PLoS One. 2023 Aug 21;18(8):e0290082. doi: 10.1371/journal.pone.0290082. eCollection 2023.

Abstract

The human gut is home to a complex array of microorganisms interacting with the host and each other, forming a community known as the microbiome. This community has been linked to human health and disease, but understanding the underlying interactions is still challenging for researchers. Standard studies typically use high-throughput sequencing to analyze microbiome distribution in patient samples.

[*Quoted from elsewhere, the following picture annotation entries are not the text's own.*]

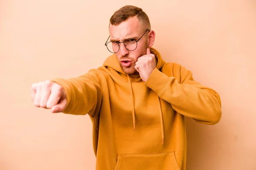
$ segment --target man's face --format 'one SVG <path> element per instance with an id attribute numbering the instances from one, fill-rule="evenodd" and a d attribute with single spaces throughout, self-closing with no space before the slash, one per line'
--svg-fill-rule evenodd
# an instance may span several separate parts
<path id="1" fill-rule="evenodd" d="M 138 40 L 143 35 L 146 28 L 142 27 L 137 17 L 129 18 L 117 26 L 111 24 L 109 27 L 110 40 L 115 42 L 123 42 L 127 39 L 135 39 Z M 128 51 L 125 47 L 124 43 L 119 43 L 119 49 L 116 53 L 119 63 L 123 71 L 128 74 L 137 73 L 134 68 L 135 62 L 138 58 L 146 54 L 148 47 L 148 33 L 140 40 L 136 49 L 132 51 Z"/>

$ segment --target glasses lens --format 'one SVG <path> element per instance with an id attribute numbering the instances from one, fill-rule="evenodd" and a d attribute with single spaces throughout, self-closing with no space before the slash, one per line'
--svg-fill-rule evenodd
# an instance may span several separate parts
<path id="1" fill-rule="evenodd" d="M 116 42 L 108 42 L 107 48 L 108 51 L 113 53 L 116 53 L 119 50 L 119 45 Z"/>
<path id="2" fill-rule="evenodd" d="M 137 48 L 137 42 L 135 40 L 126 40 L 125 41 L 125 45 L 127 49 L 134 51 Z"/>

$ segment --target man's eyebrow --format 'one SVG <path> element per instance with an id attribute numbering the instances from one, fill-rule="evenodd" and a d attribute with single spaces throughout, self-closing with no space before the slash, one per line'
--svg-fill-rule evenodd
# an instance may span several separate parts
<path id="1" fill-rule="evenodd" d="M 138 37 L 129 37 L 129 38 L 125 38 L 125 40 L 131 40 L 131 39 L 138 40 L 139 38 Z M 113 42 L 119 42 L 119 41 L 116 38 L 113 38 L 113 39 L 111 38 L 110 41 Z"/>

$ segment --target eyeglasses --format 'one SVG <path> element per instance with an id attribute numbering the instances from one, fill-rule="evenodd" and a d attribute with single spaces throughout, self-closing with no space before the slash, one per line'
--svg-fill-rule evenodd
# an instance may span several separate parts
<path id="1" fill-rule="evenodd" d="M 143 36 L 144 35 L 147 31 L 149 32 L 150 31 L 150 30 L 149 30 L 148 29 L 147 29 L 143 35 L 142 35 L 142 36 L 141 36 L 139 40 L 137 41 L 134 39 L 127 39 L 125 40 L 124 41 L 122 41 L 121 42 L 114 41 L 109 41 L 108 42 L 108 40 L 110 37 L 110 36 L 109 36 L 108 38 L 108 40 L 107 40 L 106 42 L 105 43 L 105 45 L 107 46 L 107 48 L 108 48 L 108 50 L 109 51 L 112 53 L 116 53 L 119 51 L 119 49 L 120 49 L 119 43 L 121 42 L 124 43 L 125 47 L 128 50 L 130 51 L 134 51 L 137 48 L 137 46 L 138 45 L 137 42 L 138 41 L 140 41 L 140 40 L 142 38 Z"/>

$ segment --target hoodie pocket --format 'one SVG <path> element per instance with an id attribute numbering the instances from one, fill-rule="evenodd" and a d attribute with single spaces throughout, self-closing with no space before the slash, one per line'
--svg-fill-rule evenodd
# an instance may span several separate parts
<path id="1" fill-rule="evenodd" d="M 115 170 L 180 170 L 174 152 L 154 154 L 118 156 Z"/>

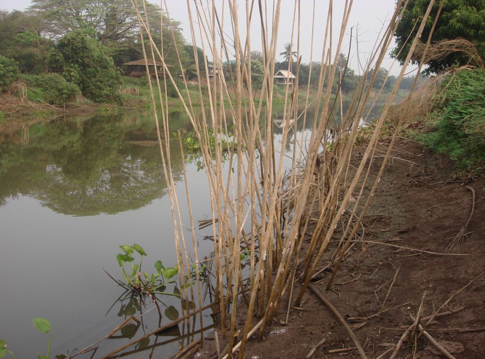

Recent advancements in meta-omic data analysis have enabled computational modeling strategies to integrate this information into an in silico model. However, there is a need for improved parameter fitting and data integration features in microbial community modeling. This study proposes a novel alternative strategy utilizing state-of-the-art dynamic flux balance analysis (dFBA) to provide a simple protocol enabling accurate replication of abundance data composition through dynamic parameter estimation and integration of metagenomic data. We used a recurrent optimization algorithm to replicate community distributions from three different sources: mock, in vitro, and clinical microbiome. Our results show an accuracy of 98% and 96% when using in vitro and clinical bacterial abundance distributions, respectively. The proposed modeling scheme allowed us to observe the evolution of metabolites. It could provide a deeper understanding of metabolic interactions while taking advantage of the high contextualization features of GEM schemes to fit the study case. The proposed modeling scheme could improve the approach in cases where external factors determine specific bacterial distributions, such as drug intake.

Publication types

  • Research Support, Non-U.S. Gov't

MeSH terms

  • Algorithms
  • Computer Simulation
  • Data Analysis
  • Humans
  • Metagenome
  • Microbiota*

Grants and funding

This study was financially supported by CONACYT FORDECYT-PRONACES/514873/2020 for J.L.C.F. J.R.V.A. holds a PhD scholarship from CONACYT. The funders had no role in study design, data collection and analysis, the decision to publish, or manuscript preparation.